Analysts have updated their perspectives on First Hawaiian in light of recent quarterly results, offering insights into both the strengths and challenges facing the company.

Bullish Takeaways

  • Bullish analysts are raising earnings per share forecasts through 2027, reflecting expectations for sustained growth in profitability.
  • Recent improvements in net interest income are enhancing core revenue generation and supporting a higher valuation outlook.
  • Strength in fee income suggests diversified revenue streams, which contribute to increased resilience in various market conditions.
  • Lower non-interest expenses are boosting operating efficiency and signaling effective cost controls and improved execution.

Bearish Takeaways

  • Despite a higher price target, some analysts maintain a neutral view due to limited upside potential relative to recent share price movements.
  • Concerns remain about the sustainability of improved net interest income if market conditions shift.
  • Growth projections, while raised, are still tempered by cautious assumptions about the pace of fee income expansion and cost management.
  • Wider industry headwinds and regulatory risks continue to weigh on sentiment and make further meaningful upticks in valuation more challenging.

What's in the News

  • From July 1, 2025 to September 30, 2025, First Hawaiian repurchased 964,000 shares for $24 million, completing the buyback of 2,980,521 shares totaling $74.21 million as part of a program announced on January 31, 2025 (Key Developments).
  • Net charge-offs for the third quarter ended September 30, 2025, were $4.2 million, or 0.12% of average loans and leases annualized. This is up from $3.3 million, or 0.09%, in the previous quarter (Key Developments).

Valuation Changes

  • The consensus analyst price target has risen slightly from $26.13 to $26.89.
  • The discount rate remains unchanged at 6.78%.
  • The revenue growth estimate has increased modestly from 5.76% to 5.95%.
  • The net profit margin has improved from 27.71% to 29.97%.
  • The future P/E ratio has declined from 13.86x to 12.48x, indicating a lower valuation relative to projected earnings.

Disclaimer

AnalystConsensusTarget is a tool utilizing a Large Language Model (LLM) that ingests data on consensus price targets, forecasted revenue and earnings figures, as well as the transcripts of earnings calls to produce qualitative analysis.

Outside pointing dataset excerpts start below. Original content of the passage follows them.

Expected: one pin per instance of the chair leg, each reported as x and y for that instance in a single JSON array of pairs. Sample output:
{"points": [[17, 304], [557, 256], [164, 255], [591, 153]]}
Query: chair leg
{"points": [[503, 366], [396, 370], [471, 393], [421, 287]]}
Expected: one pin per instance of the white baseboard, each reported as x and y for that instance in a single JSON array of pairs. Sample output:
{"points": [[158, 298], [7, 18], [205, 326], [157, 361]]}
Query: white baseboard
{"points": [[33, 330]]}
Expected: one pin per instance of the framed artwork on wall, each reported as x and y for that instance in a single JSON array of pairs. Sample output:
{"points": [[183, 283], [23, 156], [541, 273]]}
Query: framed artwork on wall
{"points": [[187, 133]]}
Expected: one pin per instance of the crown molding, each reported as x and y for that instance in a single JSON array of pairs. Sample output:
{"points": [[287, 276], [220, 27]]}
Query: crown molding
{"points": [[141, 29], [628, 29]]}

The narratives produced by AnalystConsensusTarget are general in nature and are based solely on analyst data and publicly-available material published by the respective companies. These scenarios are not indicative of the company's future performance and are exploratory in nature. Simply Wall St has no position in the company(s) mentioned. Simply Wall St may provide the securities issuer or related entities with website advertising services for a fee, on an arm's length basis. These relationships have no impact on the way we conduct our business, the content we host, or how our content is served to users. The price targets and estimates used are consensus data, and do not constitute a recommendation to buy or sell any stock, and they do not take account of your objectives, or your financial situation. Note that AnalystConsensusTarget's analysis may not factor in the latest price-sensitive company announcements or qualitative material.